Mothers, can you relate?

Tóibín cuts to an important question for believers and unbelievers alike. By causing a central figure in the Gospel story to speak as the ultimate outsider, he challenges us to examine the extent to which human beings are determined to create God in their own image. The presence of very real and frankly disturbing supernatural elements in the story suggests that the veracity of the Gospel accounts is not at issue. Rather, the book is about clinging. Mary clings to the jeweled summer of her son's childhood, while her guardians think I do not see the point of their questions or notice the cruel shadow of exasperation that comes hooded in their faces . . . when I say something vague or foolish, something which leads us nowhere. When I seem not to remember what they think I must remember. They are too locked into their vast insatiable needs . . . .
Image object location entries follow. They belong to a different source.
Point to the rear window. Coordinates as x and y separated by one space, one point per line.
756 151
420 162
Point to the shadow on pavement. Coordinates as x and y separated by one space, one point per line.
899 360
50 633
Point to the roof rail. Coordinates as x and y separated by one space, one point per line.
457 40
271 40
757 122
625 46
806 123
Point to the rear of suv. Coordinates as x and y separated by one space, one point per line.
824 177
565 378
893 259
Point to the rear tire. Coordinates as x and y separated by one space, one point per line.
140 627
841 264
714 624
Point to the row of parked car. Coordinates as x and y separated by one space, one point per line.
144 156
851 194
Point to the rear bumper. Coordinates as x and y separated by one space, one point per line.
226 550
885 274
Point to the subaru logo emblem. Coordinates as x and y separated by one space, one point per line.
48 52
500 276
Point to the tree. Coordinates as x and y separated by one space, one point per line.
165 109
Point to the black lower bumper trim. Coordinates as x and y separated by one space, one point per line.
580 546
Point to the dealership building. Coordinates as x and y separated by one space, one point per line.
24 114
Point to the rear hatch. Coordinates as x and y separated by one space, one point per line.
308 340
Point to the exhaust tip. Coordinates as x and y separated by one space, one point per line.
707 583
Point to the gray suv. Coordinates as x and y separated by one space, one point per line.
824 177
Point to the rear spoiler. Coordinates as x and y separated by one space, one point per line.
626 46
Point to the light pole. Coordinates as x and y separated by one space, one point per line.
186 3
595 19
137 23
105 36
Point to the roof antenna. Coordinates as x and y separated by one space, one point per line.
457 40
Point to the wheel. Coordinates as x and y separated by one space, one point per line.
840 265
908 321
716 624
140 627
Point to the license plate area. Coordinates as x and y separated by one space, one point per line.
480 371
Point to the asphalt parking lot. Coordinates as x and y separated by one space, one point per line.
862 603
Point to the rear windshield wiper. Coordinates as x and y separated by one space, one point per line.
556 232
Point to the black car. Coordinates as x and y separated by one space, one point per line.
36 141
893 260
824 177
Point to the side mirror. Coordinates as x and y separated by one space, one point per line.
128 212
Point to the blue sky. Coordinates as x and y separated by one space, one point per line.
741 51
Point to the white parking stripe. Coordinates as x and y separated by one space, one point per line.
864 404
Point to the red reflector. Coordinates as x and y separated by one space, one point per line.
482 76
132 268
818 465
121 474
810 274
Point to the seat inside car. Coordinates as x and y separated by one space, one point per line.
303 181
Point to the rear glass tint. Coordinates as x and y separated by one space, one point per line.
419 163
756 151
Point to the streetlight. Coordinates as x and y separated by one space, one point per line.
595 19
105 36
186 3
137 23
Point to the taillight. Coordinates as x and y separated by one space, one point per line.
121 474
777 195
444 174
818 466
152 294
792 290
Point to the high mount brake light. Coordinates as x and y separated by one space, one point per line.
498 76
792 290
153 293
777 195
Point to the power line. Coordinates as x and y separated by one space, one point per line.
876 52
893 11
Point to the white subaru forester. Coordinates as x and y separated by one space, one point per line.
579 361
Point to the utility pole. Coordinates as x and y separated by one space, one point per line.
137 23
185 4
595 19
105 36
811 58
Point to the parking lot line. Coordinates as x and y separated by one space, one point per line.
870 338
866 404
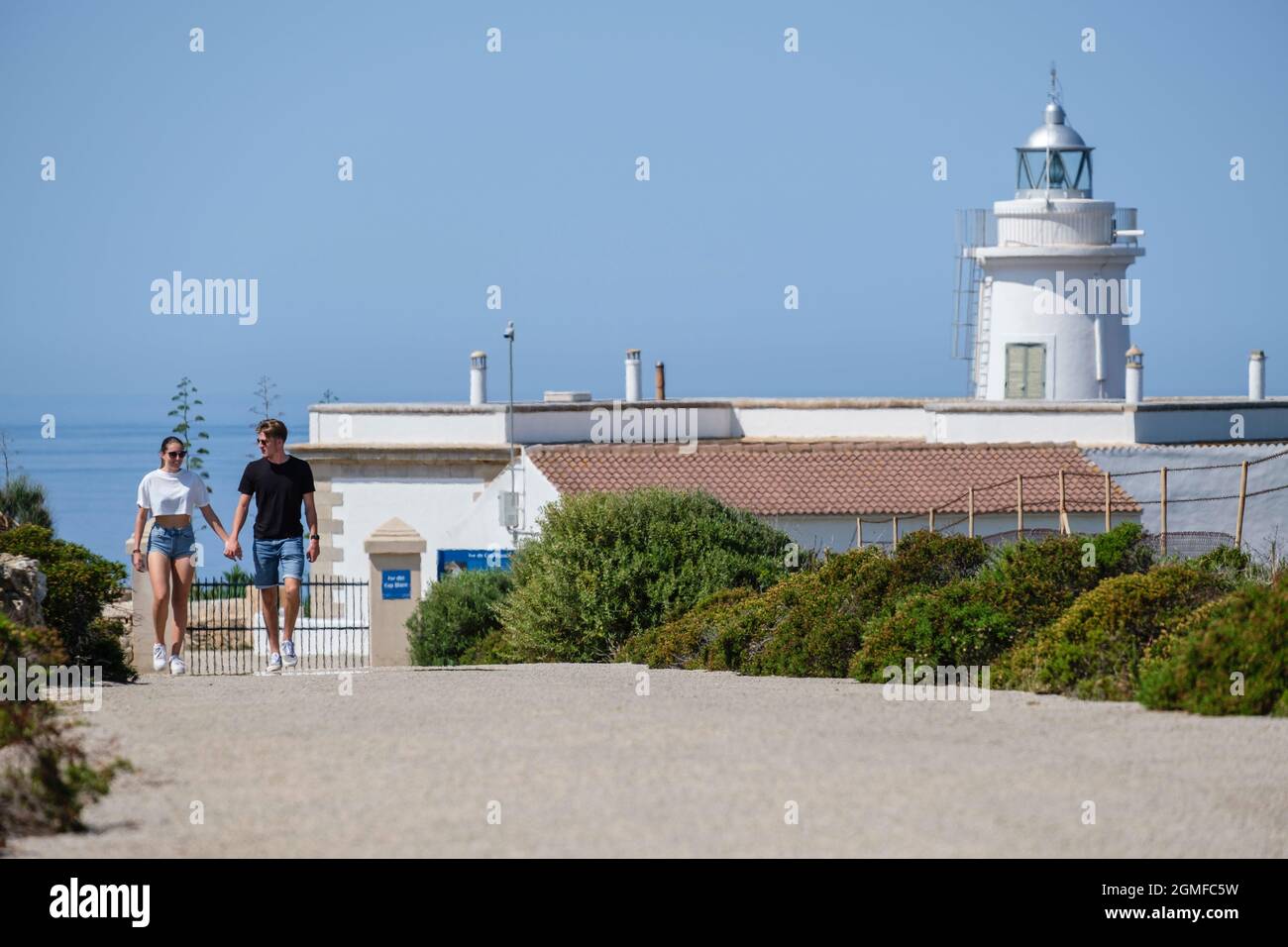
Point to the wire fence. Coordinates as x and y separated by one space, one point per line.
227 633
1070 497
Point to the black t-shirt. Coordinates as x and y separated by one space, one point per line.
278 491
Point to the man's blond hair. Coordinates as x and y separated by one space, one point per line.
271 428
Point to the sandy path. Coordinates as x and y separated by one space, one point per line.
702 766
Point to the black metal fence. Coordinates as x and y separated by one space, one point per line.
227 633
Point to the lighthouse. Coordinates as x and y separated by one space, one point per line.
1054 304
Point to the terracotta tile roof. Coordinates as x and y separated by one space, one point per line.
829 478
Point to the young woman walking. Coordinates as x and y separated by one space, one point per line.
170 493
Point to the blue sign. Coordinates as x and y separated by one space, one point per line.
395 583
471 560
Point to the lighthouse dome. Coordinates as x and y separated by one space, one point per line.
1052 133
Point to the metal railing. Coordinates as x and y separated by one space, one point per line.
227 633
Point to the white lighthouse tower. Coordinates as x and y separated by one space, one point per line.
1054 307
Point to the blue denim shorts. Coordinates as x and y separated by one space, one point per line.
277 561
174 541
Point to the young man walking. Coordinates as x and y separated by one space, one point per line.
279 483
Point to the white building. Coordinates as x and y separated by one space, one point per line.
1057 398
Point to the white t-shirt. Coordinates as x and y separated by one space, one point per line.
170 495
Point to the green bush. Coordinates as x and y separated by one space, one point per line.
456 613
22 500
48 779
488 650
928 560
811 624
78 585
1096 647
1245 633
1034 582
687 642
608 566
947 626
1223 560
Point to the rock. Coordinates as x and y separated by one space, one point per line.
22 589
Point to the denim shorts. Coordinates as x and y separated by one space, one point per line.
277 561
174 541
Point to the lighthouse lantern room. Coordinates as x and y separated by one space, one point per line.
1051 304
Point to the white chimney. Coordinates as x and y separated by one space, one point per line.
1257 375
1134 375
478 377
632 373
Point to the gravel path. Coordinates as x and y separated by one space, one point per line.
704 764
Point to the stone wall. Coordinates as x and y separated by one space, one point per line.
22 589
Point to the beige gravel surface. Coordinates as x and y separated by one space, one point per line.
576 763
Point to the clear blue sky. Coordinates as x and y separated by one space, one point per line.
518 169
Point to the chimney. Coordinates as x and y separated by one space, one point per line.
478 377
1257 375
1134 375
632 373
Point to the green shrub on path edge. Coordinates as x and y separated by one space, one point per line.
1245 634
455 615
609 566
1095 650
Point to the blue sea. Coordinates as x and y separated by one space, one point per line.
102 447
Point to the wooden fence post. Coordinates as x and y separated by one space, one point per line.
1019 506
1064 517
1108 523
1163 508
1243 496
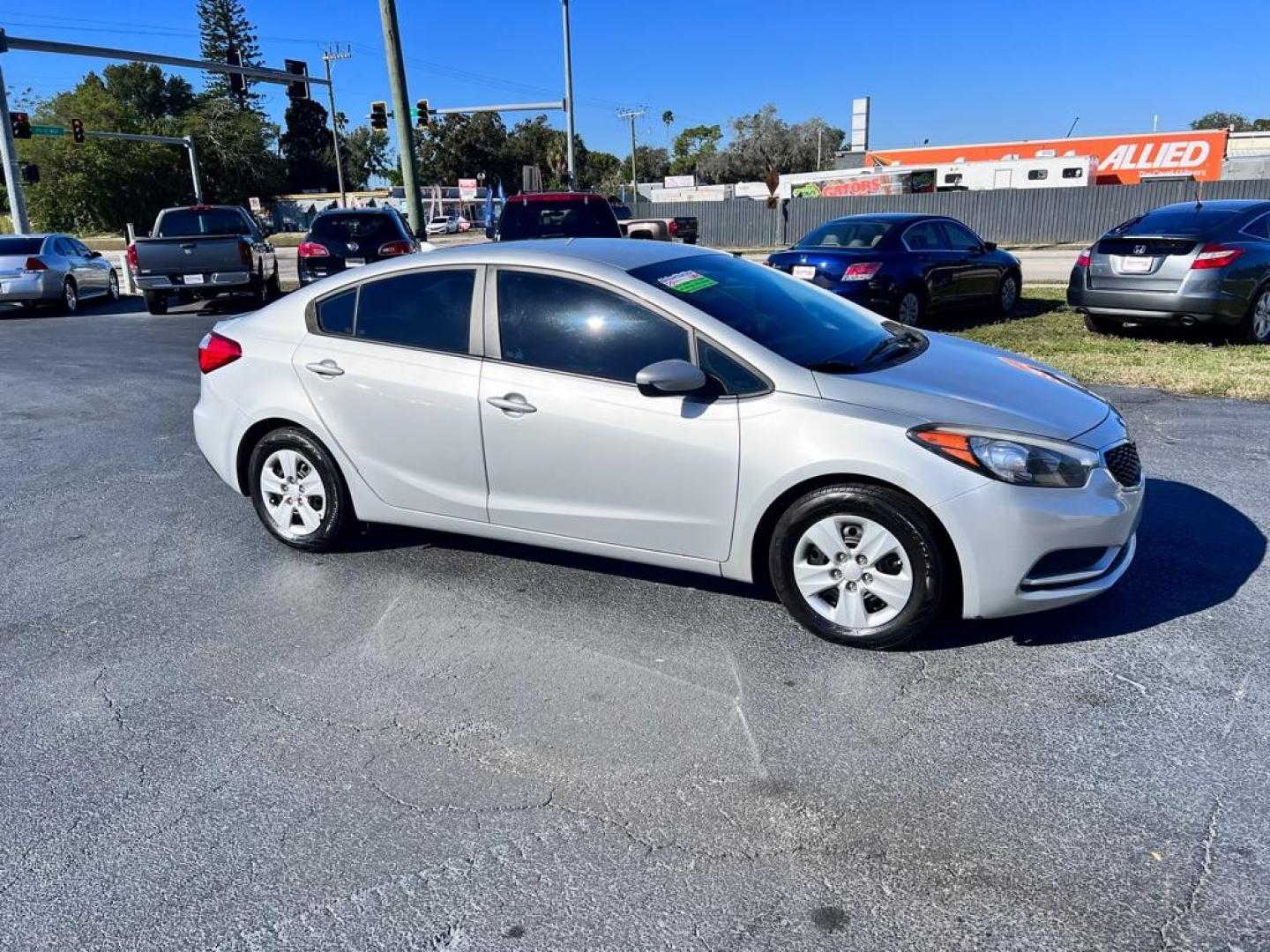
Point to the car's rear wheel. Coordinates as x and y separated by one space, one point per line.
156 302
1007 294
1256 326
69 301
859 565
297 490
911 308
1102 325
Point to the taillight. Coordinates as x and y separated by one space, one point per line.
863 271
215 351
397 248
1215 257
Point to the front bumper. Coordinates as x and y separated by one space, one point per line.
1002 533
1194 302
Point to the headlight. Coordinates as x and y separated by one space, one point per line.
1018 458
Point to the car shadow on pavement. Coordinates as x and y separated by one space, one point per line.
1194 553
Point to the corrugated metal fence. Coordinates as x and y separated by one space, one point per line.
1044 216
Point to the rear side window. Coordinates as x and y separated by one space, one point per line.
557 219
183 222
564 325
335 312
430 310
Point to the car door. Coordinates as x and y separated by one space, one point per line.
934 260
573 447
975 271
392 372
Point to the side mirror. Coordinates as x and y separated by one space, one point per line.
669 377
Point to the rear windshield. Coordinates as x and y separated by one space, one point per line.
788 316
358 227
20 247
1192 219
557 219
848 234
201 221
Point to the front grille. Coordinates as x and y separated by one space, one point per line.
1123 464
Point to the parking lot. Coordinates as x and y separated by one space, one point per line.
430 741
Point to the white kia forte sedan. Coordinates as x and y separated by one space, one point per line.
661 404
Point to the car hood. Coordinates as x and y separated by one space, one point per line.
957 381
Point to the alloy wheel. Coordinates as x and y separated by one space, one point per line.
852 571
294 493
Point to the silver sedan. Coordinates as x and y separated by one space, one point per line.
54 270
681 407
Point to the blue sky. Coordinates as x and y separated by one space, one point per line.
946 71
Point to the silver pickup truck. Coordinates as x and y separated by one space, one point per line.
204 251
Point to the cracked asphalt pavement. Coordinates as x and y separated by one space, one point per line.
211 741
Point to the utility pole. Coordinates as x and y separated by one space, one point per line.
329 56
401 113
632 115
568 93
11 175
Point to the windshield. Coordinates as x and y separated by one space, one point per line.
557 219
790 317
846 234
358 227
1189 219
182 222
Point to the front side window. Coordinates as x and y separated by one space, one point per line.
557 324
790 317
430 310
925 236
960 239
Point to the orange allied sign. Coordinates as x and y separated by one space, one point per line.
1123 160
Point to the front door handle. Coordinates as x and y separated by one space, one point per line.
512 404
325 368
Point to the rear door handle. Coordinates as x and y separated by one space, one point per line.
325 368
512 404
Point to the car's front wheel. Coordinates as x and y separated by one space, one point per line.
859 565
297 490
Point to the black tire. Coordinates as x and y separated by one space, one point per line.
335 512
911 306
898 514
1102 325
1009 291
1247 331
69 301
156 302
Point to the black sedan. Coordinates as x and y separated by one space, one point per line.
1192 263
906 267
347 238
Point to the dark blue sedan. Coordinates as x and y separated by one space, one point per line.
906 267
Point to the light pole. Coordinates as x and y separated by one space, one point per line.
568 92
328 57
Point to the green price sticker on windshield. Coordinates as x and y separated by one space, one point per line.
687 282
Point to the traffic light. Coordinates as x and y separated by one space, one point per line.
300 88
238 81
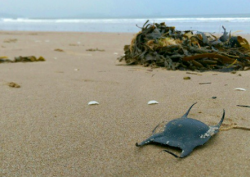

The Testament of Mary is not a Gospel, which literally means "good news." It is one dark tale, but Mary holds to it with integrity and without expectation of reward. She is ruthless in her refusal to be consoled by "dreams" of resurrection:

I tell the truth not because it will change night into day or make the days endless in their beauty. . . . I speak simply because I can.

Yet she is heard only by the four silent walls of the house where she is held. Her story calls to mind another dark account from the Bible, a passage from the Old Testament, quoted as prophetic in the Book of Matthew:

Thus saith the Lord; A voice is heard in Ramah, lamentation, and bitter weeping, Rachel weeping for her children; she refuseth to be comforted for her children, because they are not.

Refusing consolation is not necessarily against religion.